I used to think poets were often school teachers. Doesn't seem to be that way nowadays.

Anonymous said...

You're asking why are so many poets - people who work closely with words - associated with creative writing and/or literature departments - a landscape populated by people who work closely with, er, words.

Gee, that's a puzzle alright.

Adrian Slatcher said...

Litrefs, the trigger for my post was a forthcoming reading from 4 new-ish Salt poets, 3 of which have PhDs according to their biog. ( That struck me as surprising, and a recent phenomenon, worth a blog post about. Anonymous disagrees, but is anonymous so not alot I can add.

Anonymous said...

"Anonymous disagrees, but is anonymous so not alot I can add."

And why not?

You wrote that the reason for writing the blog was a friend saying you were "the only published poet he knew who didn't work in academia", not your thoughts on a forthcoming Salt lecture.

But then, if you'd gone with the latter you wouldn't have been able to mention (again) that you've been published would you?

Self-promotion is no doubt an important part of getting one's work "out there" where it can be seen. As is engaging with comment posters, whether they are anonymous or not.
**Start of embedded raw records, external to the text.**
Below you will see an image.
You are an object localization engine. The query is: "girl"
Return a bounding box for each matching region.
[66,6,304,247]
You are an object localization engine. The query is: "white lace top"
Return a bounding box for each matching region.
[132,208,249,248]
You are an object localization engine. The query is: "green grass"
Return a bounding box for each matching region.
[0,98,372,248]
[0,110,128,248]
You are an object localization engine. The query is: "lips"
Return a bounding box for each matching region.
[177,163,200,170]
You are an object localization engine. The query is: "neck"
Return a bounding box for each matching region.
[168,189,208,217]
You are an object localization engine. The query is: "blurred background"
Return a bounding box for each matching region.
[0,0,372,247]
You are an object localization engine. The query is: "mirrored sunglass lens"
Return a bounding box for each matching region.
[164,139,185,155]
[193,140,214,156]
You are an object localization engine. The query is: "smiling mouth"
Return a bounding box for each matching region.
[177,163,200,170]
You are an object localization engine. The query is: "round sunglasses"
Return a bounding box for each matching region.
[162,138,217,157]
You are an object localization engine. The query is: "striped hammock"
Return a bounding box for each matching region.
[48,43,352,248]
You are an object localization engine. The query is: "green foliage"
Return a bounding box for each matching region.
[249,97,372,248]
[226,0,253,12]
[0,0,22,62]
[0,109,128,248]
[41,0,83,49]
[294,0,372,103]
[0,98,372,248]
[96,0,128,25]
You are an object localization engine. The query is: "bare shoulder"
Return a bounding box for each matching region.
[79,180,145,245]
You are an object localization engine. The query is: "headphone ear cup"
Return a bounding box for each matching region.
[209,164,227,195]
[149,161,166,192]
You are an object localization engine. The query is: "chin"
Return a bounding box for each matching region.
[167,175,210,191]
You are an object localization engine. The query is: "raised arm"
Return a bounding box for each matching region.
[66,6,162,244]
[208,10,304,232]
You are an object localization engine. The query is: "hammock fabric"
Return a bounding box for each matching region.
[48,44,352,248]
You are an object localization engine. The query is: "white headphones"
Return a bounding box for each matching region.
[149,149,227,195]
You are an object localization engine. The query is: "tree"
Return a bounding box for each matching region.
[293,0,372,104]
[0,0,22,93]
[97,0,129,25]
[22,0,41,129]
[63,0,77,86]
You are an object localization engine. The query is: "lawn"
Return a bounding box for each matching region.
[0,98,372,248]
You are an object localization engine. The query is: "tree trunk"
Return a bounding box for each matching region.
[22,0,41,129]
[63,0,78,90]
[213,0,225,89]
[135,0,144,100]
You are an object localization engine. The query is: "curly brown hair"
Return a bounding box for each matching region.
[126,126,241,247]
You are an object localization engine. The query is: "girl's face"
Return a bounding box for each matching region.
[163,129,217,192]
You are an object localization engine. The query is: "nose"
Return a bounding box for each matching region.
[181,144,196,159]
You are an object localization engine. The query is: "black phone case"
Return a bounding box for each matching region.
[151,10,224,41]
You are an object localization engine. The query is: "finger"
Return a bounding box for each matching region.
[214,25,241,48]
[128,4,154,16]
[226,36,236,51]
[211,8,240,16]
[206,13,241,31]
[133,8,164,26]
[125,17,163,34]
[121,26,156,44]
But this is academic - see what I did there? Your blog entry is not a discussion of poets and their relative distance to some form of academic discipline. It seems to actually be you chewing over the merits of becoming an academic yourself in some capacity. perhaps wondering whether it could help in your self-promotion; making it easier to continue "being published" (an expression I might add that is becoming increasingly meaningless in the light of self-publishing technologies, so-called "small presses" who charge their writers for printing their books and the ease with which one can upload work to distribute as ebooks or similar.)

Anyways, a cursory glance at the Salt 'emerging voices at York St John' link would seem to indicate this is quite deliberately an evening of young-ish poets and without knowing the criterium for such a small reading event it is impossible to draw any useful conclusions about possible trends in the make up of contemporary poets.

If you truly think that poetry is being taken over by academics, or not; if you think this is a bad thing, or not... then at least try to be clear about it when you write. Or else readers might be tempted to suggest that it is indeed your own self-professed lack of academic accuracy that lends a slightly jealous edge to your entry as well as the usual lack of rigourous use of grammar.

Signed for and on behalf of Anonymous by Anonymous.

Adrian Slatcher said...

I respond to most posts on my blog even when they are critical, as I appreciated the dialogue. I perhaps should have added that the friend is an academic himself, and was the conversation that led to the original thought. I've no idea whether poets are more based in the academy than in the past, but it seems an interesting development if its so.

Carnedd Jack said...

I agree with your generalisations Adrian. In my experience, most creative writing courses have a poetic bias while narrative and story telling sit on the back row. And writing a novel is much more demanding of one's time compared to writing poetry, which is why most creative writing courses do tend to be dominated by poets. A dose of the world outside academe does help the fictive imagination, while so much of poetry is a little too self-obsessed with language for its own sake. You can sometimes guess how many debut novelists have been on a creative writing course by the titles of their novels: The Colour of X, The Smell of Y, The Taste of Z, etc. They're often not too hot on the storytelling aspects of fiction though.

Adrian Slatcher said...

Carnedd Jack, when I studied MA in novel writing in Manchester in 1998 there were only half a dozen courses in the country, and we had one poet/poety editor and one novelist as tutors, but we were all novelists. What impressed me was that the poet was perhaps more analytical, the novelist more interested in the whole work. There wasn't much talk about structure or form; which I was perhaps expecting, and could have benefitted from. In the taught part of the course we all only got about a quarter into the novel; a poetry course seems more iterative, more about the development of the writer, than the development of the work.